The intended purpose of visualizing data (i.e., whether it is for exploring/presenting distributions or relationships or for making comparisons) is the main factor that helps select the appropriate chart type.

To explore/present relationships between variable we can use the following visualization types:

- Two variables: Scatter plot
- More than two variables: Scatter plot matrix, heat map.

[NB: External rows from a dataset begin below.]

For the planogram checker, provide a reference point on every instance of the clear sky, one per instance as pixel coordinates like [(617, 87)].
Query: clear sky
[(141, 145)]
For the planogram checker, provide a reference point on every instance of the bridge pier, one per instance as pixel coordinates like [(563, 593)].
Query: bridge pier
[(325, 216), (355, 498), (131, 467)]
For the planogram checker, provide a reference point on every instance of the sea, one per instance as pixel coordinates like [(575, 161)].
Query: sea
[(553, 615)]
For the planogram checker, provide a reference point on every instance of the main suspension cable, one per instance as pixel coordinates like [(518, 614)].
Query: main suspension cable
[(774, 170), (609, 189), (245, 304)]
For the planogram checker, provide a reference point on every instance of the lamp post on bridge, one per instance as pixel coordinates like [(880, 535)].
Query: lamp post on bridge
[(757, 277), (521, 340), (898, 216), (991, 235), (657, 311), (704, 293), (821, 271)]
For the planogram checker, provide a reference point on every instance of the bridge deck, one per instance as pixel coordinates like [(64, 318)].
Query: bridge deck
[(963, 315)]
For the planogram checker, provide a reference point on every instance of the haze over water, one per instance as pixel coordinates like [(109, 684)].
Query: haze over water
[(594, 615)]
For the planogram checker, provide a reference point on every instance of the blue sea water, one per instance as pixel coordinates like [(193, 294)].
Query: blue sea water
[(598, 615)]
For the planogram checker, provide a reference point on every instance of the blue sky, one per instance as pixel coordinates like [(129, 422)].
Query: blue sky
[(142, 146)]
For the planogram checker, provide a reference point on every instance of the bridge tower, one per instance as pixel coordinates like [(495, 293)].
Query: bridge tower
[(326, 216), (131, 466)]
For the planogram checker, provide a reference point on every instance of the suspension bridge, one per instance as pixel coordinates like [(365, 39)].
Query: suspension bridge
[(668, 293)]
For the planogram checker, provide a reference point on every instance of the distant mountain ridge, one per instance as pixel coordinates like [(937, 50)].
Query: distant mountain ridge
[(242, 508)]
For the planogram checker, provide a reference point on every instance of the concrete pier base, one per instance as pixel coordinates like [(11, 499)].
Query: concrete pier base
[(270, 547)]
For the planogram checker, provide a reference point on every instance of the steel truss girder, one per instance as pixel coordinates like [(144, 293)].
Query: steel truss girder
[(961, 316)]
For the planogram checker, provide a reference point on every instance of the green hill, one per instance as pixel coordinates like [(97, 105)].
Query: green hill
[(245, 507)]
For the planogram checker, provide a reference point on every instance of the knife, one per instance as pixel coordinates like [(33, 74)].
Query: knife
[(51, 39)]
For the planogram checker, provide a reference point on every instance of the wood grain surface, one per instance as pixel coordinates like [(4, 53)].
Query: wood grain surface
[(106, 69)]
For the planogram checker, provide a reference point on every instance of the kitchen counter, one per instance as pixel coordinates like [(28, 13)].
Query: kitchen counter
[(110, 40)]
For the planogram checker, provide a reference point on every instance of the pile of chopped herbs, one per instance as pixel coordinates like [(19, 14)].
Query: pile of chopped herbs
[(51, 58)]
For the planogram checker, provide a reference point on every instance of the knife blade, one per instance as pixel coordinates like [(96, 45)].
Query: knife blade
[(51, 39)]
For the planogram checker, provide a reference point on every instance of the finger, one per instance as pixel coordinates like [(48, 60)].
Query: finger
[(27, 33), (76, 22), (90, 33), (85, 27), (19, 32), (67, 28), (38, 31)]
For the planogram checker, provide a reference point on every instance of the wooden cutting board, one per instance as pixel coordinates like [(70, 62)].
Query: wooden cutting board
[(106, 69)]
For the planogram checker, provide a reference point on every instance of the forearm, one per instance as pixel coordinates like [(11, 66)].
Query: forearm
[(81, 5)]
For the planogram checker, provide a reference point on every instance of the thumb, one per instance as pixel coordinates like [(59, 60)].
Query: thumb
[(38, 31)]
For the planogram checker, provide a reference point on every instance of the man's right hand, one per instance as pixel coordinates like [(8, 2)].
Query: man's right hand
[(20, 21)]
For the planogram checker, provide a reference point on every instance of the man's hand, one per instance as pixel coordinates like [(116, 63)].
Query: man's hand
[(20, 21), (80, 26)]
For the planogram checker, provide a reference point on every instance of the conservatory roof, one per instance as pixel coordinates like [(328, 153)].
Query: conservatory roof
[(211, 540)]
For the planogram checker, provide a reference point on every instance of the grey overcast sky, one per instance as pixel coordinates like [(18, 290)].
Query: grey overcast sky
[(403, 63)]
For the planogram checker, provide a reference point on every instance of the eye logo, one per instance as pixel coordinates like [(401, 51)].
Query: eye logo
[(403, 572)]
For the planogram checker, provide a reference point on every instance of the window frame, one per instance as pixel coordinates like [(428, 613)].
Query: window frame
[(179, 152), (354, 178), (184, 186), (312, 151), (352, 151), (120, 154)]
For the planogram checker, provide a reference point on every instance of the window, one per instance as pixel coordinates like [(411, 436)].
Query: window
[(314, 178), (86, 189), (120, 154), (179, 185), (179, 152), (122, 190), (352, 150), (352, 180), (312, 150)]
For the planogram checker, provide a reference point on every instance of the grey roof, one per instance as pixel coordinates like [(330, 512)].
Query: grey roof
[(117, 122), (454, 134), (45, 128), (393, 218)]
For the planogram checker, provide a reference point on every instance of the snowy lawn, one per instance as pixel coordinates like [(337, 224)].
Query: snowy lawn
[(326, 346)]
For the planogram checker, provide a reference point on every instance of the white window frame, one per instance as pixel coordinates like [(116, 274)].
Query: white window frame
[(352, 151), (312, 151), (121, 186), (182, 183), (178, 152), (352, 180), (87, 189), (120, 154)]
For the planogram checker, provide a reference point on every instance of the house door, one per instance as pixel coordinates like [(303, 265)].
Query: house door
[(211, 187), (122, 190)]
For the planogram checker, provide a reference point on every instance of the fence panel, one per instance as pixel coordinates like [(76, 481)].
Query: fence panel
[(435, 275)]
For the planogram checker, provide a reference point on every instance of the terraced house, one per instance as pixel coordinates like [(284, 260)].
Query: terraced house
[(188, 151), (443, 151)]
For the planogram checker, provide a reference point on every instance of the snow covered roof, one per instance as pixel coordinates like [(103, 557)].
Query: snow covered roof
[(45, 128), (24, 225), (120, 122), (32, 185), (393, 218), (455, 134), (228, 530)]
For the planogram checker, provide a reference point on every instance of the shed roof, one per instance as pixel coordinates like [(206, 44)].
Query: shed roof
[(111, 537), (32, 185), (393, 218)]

To explore/present distributions we can use the following visualization types:

- Numerical data: Histogram, frequency polygon, cumulative distribution chart.
- Categorical data: Bar chart, tree map, heat map
- Unstructured data: Word cloud.

To make comparisons we can use the following visualization types:

- Comparison among categories: Bar chart, tree map, heat map
- Comparison over time: Line chart for two variables, bubble line chart for three variables.

**Common pitfalls**

Four common pitfalls that should be avoided are:

__Improper chart type__: To examine the correlation between two variables, a scatter plot should be used. If a line chart is used instead, then it will be difficult to examine the correlation.__Selectively plotted data__: Selecting an overly short time period may show the presence of a trend that is actually noise. For example, over a time period of a few days, it may appear that a stock is in a down trend, but when we consider a time period of the last two years, it is clear that the stock is a general uptrend with few days of consolidation in between.__Improperly plotting data in a truncated graph__: For example, suppose a vertical bar chart is used to compare EPS of two companies A and B. A has an EPS of $14 and B has an EPS of $15. If the y-axis starts at $13, then the bar heights would inaccurately imply that B’s EPS is twice that of A.__Improper scaling of axes__: For example, consider a line chart of EPS of a company over time. The EPS is generally in the $10 – $20 range. If we set the Y-axis to plot numbers up to $100, then the graph will be compressed and will appear to be less steep and less volatile than if we set the Y-axis to plot numbers only up to $25.